Former Stonington pediatrician Todd M. Parrilla, who faces five to 20 years in federal prison when he is sentenced for child pornography crimes on Wednesday, claims in a court document that violent and sexually deviant acts he witnessed at Boy Scout Camp as a 12-year-old led to his "sexual interest in seeing boys younger than himself."
Parrilla was not sexually assaulted at the camp, but was terrorized by an older Scout in his tent who sexually assaulted another boy for a week and forced Parrilla to watch, according to the document.
The graphic details of Parrilla's Boy Scout experience and other details of the once-popular children's doctor's "damaged psyche" are contained in a sentencing memorandum submitted to the court by defense attorney Alan J. Sobol.
"The life of Todd Michael Parrilla is a paradox - an outward vision of a healthy, normal life inwardly distorted by a childhood trauma," the document says.
Reached by phone this week after the release of a database of sexually predatory Boy Scout leaders and volunteers, Sobol said he did not know where Parrilla, now 48, had gone to Boy Scout camp.
Parrilla began collecting child pornography in 1999 and hoarded the images to the point where, the government points out in its sentencing memorandum, "he literally ran out of computer space to store it." He had more than 100,000 images of child pornography on his computers and 10,000 videos, some depicting prepubescent children and some containing scenes of sadism and masochism, according to the government. He stored printed images in gym bags and other containers.
Parrilla came to the authorities' attention in July 2011, when an undercover law enforcement officer in Kansas City, Mo., logged into a publicly available Internet file sharing program and downloaded 104 images of child pornography from a shared directory maintained by Parrilla.
"Dr. Todd," as he was known by the children he treated at the thriving Westone pediatrics practice in Stonington, pleaded guilty to receiving and distributing child pornography and will be sentenced Wednesday by U.S. District Judge Vanessa L. Bryant.
In seeking a prison term below the 210 to 240 months recommended under the federal sentencing guidelines, the defense submitted the psychological analysis of Parrilla along with letters of support from the parents of former patients and others. Sobol claims Parrilla is an asset to the community rather than a danger and stressed that no patient has ever claimed to be victimized by him.
Parrilla posted a $500,000 bond following his arrest and has been allowed limited movement by the federal probation officers who are supervising him. He initially took a leave of absence from the medical practice when arrested in August 2011, then resigned. In August 2012, he relinquished his license to practice medicine and agreed to never seek its renewal in Connecticut. Should he try to practice elsewhere, information about the charges will be available on a national database, according to a court exhibit.
In a reply to Parrilla's sentencing memorandum, prosecutor Raymond F. Miller contends that nothing about the former doctor's situation is extraordinary and that a sentence reduction is not merited.
"The hypocrisy between the defendant's acts and his duties as a pediatrician is striking; the images that he traded and collected are horrific," Miller wrote.
In the Parrilla court file, an applicant identifying herself only as "Jane Doe," but claiming to be Parrilla's former partner, says her life "became a living hell" after Parrilla's arrest. Doe claims to be a victim of Parrilla and asks that, by way of restitution, she be indemnified from any lawsuits brought against the practice.

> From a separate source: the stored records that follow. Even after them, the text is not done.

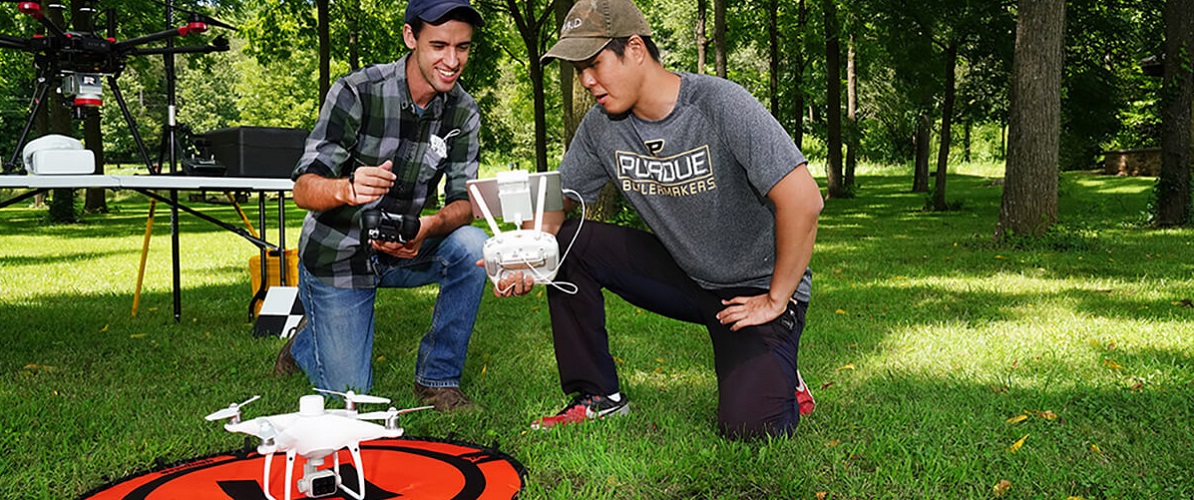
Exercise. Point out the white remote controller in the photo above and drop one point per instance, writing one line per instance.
(533, 252)
(530, 251)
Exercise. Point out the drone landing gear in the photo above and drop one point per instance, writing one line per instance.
(317, 482)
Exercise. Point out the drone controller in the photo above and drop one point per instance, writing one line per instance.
(528, 251)
(533, 252)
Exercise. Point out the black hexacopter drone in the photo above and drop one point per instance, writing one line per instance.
(75, 62)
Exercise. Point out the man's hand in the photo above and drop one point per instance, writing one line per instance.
(744, 312)
(511, 285)
(368, 184)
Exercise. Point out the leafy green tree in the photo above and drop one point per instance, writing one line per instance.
(1029, 189)
(1174, 184)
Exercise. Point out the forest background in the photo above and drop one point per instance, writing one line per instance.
(888, 81)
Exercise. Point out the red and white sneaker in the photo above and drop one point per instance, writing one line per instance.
(804, 396)
(585, 407)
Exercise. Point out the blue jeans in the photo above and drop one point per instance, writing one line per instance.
(336, 346)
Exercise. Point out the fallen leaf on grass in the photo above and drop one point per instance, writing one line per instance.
(1015, 446)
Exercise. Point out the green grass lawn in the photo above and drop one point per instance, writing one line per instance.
(925, 343)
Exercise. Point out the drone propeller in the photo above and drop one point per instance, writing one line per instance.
(391, 412)
(356, 397)
(231, 411)
(197, 16)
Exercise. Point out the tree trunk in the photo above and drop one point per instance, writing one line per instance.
(702, 41)
(719, 36)
(94, 198)
(774, 43)
(851, 116)
(352, 20)
(947, 123)
(834, 106)
(62, 201)
(966, 141)
(1174, 183)
(325, 49)
(536, 79)
(1029, 185)
(798, 75)
(921, 173)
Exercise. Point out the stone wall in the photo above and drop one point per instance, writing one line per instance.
(1145, 162)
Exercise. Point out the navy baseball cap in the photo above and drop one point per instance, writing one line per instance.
(432, 11)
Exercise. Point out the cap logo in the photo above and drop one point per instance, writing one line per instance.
(572, 24)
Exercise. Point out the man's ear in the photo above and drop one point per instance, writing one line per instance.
(636, 48)
(408, 36)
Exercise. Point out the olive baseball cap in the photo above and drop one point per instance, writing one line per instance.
(591, 24)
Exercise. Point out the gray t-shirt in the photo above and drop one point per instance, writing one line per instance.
(697, 177)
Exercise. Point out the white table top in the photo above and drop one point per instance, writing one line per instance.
(148, 183)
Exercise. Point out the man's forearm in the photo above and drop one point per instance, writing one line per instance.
(318, 193)
(448, 218)
(798, 204)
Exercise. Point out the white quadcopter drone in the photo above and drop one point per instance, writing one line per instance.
(315, 432)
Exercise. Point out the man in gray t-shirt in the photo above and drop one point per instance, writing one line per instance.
(733, 213)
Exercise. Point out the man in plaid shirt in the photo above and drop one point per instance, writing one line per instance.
(383, 135)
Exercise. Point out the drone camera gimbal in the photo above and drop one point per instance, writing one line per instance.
(77, 63)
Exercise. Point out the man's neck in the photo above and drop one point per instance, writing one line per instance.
(658, 94)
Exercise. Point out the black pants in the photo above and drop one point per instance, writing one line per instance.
(756, 365)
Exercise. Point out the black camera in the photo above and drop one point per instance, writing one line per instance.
(383, 226)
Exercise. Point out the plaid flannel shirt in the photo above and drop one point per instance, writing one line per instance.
(368, 118)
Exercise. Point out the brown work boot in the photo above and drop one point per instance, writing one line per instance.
(444, 399)
(285, 365)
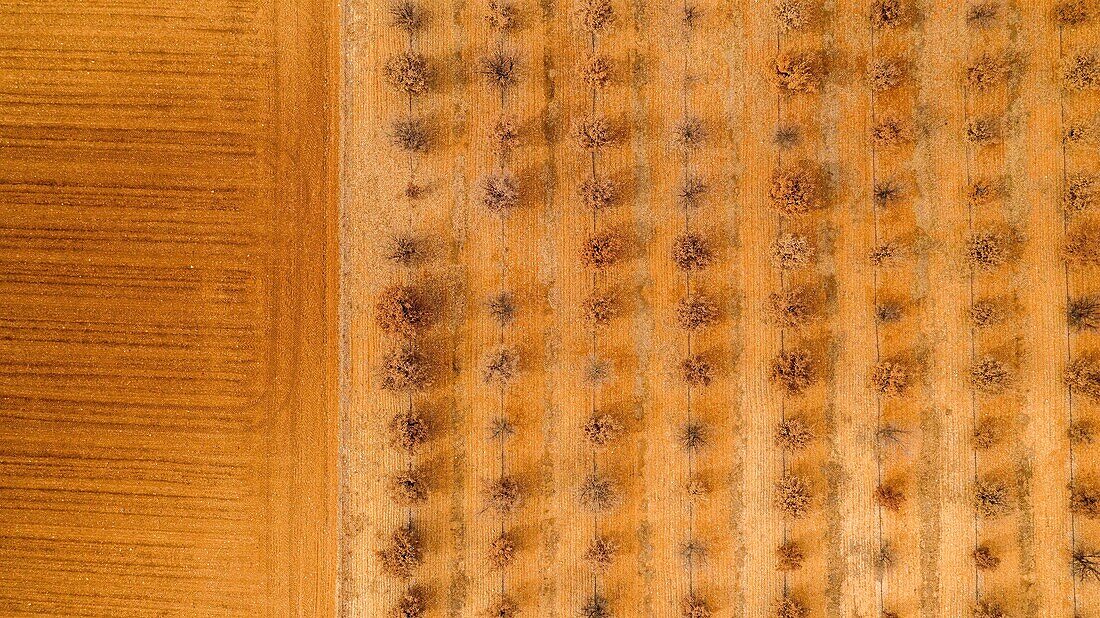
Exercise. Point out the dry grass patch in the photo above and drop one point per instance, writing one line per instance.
(792, 251)
(789, 556)
(692, 252)
(403, 552)
(504, 495)
(409, 73)
(696, 311)
(794, 371)
(793, 496)
(792, 308)
(406, 368)
(402, 310)
(603, 250)
(800, 72)
(602, 429)
(795, 191)
(985, 559)
(1082, 376)
(794, 433)
(1082, 72)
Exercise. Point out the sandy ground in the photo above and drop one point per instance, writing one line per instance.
(721, 73)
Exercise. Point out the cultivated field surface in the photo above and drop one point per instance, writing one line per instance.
(721, 308)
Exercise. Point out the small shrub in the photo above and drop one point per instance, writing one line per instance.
(1085, 500)
(601, 553)
(887, 192)
(499, 194)
(1081, 194)
(987, 433)
(794, 433)
(404, 250)
(691, 191)
(800, 72)
(889, 312)
(696, 311)
(982, 15)
(988, 250)
(504, 495)
(501, 366)
(402, 310)
(600, 309)
(409, 73)
(693, 436)
(1082, 376)
(1081, 433)
(794, 371)
(403, 553)
(1085, 564)
(409, 429)
(1082, 72)
(889, 496)
(502, 550)
(793, 496)
(596, 73)
(603, 250)
(985, 313)
(790, 607)
(887, 74)
(985, 559)
(982, 191)
(405, 370)
(597, 371)
(596, 606)
(600, 493)
(596, 15)
(502, 308)
(989, 69)
(595, 132)
(891, 378)
(694, 606)
(411, 604)
(692, 552)
(502, 15)
(602, 429)
(983, 131)
(795, 191)
(795, 14)
(789, 556)
(990, 375)
(889, 13)
(504, 135)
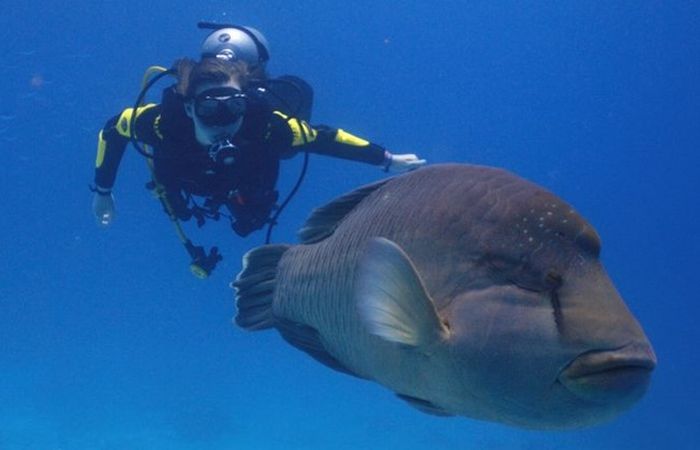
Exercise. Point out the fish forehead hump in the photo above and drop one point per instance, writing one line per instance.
(474, 209)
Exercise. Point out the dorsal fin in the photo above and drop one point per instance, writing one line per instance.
(324, 219)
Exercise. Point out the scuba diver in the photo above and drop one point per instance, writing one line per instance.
(217, 139)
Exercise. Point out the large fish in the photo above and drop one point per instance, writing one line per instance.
(464, 289)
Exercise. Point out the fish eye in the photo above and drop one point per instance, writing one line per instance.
(553, 279)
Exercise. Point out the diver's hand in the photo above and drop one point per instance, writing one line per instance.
(103, 207)
(402, 163)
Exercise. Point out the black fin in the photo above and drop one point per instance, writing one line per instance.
(324, 219)
(255, 286)
(306, 338)
(424, 406)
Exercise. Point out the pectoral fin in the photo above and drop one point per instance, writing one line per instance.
(392, 300)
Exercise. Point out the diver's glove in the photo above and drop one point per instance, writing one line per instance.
(103, 206)
(401, 163)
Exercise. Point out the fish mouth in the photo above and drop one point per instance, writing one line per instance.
(610, 376)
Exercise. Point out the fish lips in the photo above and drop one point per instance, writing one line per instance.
(610, 376)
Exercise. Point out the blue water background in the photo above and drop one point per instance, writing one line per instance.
(107, 341)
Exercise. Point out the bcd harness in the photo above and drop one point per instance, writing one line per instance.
(202, 263)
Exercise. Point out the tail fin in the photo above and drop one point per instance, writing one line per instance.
(255, 287)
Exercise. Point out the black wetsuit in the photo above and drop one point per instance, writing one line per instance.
(247, 186)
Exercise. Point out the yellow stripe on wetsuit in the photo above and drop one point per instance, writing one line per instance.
(101, 146)
(303, 133)
(124, 123)
(122, 127)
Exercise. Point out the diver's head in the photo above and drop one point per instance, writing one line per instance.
(237, 43)
(214, 99)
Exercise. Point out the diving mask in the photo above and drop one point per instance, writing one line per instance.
(220, 106)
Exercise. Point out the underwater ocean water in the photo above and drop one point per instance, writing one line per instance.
(108, 342)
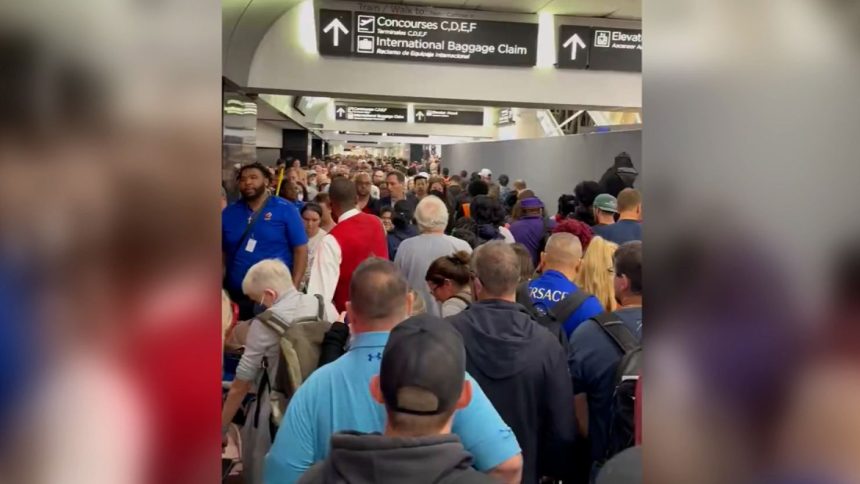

"Although we have no information to suggest that the defendant actually engaged in any inappropriate contact with patients, at least 10 of the patients' families have in fact retained counsel," the document says.
Jane Doe had no idea that Parrilla was "a pedophile," nor that he collected and distributed child pornography, the document says. She dealt with angry parents, staff who needed new jobs and "endless inquiries from the press," the document says. Ultimately, she was forced to leave the practice, sell her house at a loss and leave the area, the document says.